La seconda questione è quella del regime legale del nuovo trattato: a opporsi all’ipotesi di un accordo legalmente vincolante sono soprattutto i Paesi emergenti, che vedono un possibile ostacolo al loro sviluppo. Anche gli Stati Uniti hanno difficoltà ad accettare un impegno vincolante: non solo per l’opposizione interna dei repubblicani, ma anche a causa della difficoltà a far accettare dal Senato la ratifica di un trattato internazionale; per questo il Protocollo di Kyoto, inizialmente firmato da Bill Clinton, non è riuscito ad avere la ratifica del suo stesso Senato.

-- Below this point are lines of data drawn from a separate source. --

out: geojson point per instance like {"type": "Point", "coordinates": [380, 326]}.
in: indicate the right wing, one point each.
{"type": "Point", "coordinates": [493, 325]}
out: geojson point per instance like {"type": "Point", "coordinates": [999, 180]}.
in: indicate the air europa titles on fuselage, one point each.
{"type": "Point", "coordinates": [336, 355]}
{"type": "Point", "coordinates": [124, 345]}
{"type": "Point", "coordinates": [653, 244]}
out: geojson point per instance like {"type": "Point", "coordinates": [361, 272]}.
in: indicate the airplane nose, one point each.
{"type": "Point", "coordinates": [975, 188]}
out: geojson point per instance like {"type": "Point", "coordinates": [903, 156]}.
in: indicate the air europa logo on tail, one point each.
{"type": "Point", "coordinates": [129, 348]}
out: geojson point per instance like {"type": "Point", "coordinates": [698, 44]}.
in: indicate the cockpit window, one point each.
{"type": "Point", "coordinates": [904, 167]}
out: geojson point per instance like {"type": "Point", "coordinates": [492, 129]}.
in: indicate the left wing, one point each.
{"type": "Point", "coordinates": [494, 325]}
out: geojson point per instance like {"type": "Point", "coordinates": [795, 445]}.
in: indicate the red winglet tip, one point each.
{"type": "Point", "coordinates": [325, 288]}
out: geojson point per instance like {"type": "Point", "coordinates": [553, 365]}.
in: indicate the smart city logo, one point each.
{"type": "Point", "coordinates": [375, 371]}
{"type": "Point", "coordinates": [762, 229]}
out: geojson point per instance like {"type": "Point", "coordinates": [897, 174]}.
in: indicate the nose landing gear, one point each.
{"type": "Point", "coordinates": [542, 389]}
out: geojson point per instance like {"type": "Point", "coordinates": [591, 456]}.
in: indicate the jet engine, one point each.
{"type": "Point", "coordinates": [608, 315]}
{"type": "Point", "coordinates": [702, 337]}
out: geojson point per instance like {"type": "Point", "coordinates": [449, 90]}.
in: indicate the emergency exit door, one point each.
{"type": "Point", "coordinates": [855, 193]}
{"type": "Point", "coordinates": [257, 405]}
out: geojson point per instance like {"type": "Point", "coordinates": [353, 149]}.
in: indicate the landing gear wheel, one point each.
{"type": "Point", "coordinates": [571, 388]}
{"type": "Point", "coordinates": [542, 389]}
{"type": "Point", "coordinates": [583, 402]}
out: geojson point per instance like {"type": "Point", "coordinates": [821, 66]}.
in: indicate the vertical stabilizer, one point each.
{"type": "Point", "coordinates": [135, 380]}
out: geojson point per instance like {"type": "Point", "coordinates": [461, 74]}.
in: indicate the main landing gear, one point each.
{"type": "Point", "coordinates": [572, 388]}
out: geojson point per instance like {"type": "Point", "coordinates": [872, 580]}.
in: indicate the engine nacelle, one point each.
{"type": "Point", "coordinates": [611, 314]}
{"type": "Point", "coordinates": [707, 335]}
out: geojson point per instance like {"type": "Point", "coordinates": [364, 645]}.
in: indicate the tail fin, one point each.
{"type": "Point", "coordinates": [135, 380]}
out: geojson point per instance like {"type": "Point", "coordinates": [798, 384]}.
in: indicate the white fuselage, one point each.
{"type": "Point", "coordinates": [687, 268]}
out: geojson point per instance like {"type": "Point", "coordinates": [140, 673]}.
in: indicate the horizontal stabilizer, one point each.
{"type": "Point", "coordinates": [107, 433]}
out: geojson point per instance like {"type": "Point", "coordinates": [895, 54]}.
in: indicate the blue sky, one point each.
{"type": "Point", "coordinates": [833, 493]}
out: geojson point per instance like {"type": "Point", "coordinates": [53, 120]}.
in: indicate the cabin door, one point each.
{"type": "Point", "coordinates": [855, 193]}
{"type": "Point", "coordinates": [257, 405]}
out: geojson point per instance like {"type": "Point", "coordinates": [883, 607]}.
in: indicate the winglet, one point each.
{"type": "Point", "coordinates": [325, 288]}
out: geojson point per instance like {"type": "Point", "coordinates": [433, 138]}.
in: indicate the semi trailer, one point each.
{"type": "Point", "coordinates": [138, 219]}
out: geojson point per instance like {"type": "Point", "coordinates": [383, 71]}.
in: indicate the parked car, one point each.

Queste due questioni si stanno ripresentando sostanzialmente “intatte” sin dalle negoziazioni di Copenhagen del 2009, anche se nel frattempo ci sono stati dei progressi su alcune questioni collaterali: come i finanziamenti, con l’istituzione di un fondo, il Green Climate Fund, che dovrebbe portare 100 miliardi di dollari alle azioni di mitigazione e adattamento ai cambiamenti climatici; e la discussione sulle foreste, con il meccanismo REDD (Reducing Emissions from Deforestation and Degradation).
L’Europa è arrivata a Durban con una posizione simile a quella degli anni passati, anche se un po’ più pessimista: chiede di non avere periodi di gap tra i trattati, di stabilire innanzitutto un sistema di rendicontazione dei gas serra su scala globale, soprattutto per i Paesi emergenti e di iniziare un percorso che porti a un accordo vincolante al 2015. Il periodo tra il 2012 e il 2015 potrebbe quindi essere colmato con una seconda fase del Protocollo di Kyoto, mentre si dovrebbe parlare adesso di come stabilire una tempistica certa e chiara su come raggiungere un nuovo trattato al 2015. Durante i negoziati, sono arrivate voci, riportate dai media, che il Canada stia pensando a uscire dal Protocollo di Kyoto. Per questo ha vinto meritatamente il premio Fossil of the Day, riconosciuto allo Stato che più si è distinto nel bloccare gli accordi. Sembra che anche gli Stati Uniti siano fermi sul non discutere una loro possibile partecipazione a un Protocollo simile a Kyoto. La Cina invece sarebbe a favore di una seconda fase del Protocollo di Kyoto, come pure all’implementazione degli Accordi di Cancun.
Nell’apertura, il segretario generale dell’UNFCCC, la United Nation Framework Convention on Climate Change, Christiana Figueres, citando Nelson Mandela, aveva detto: “sembra sempre impossibile, finché succede”. Ecco, diciamo che al momento sembra impossibile che si riesca a trovare un accordo multilaterale abbastanza ambizioso da vincere la sfida dei cambiamenti climatici. Ma la speranza che succeda è l’ultima a morire.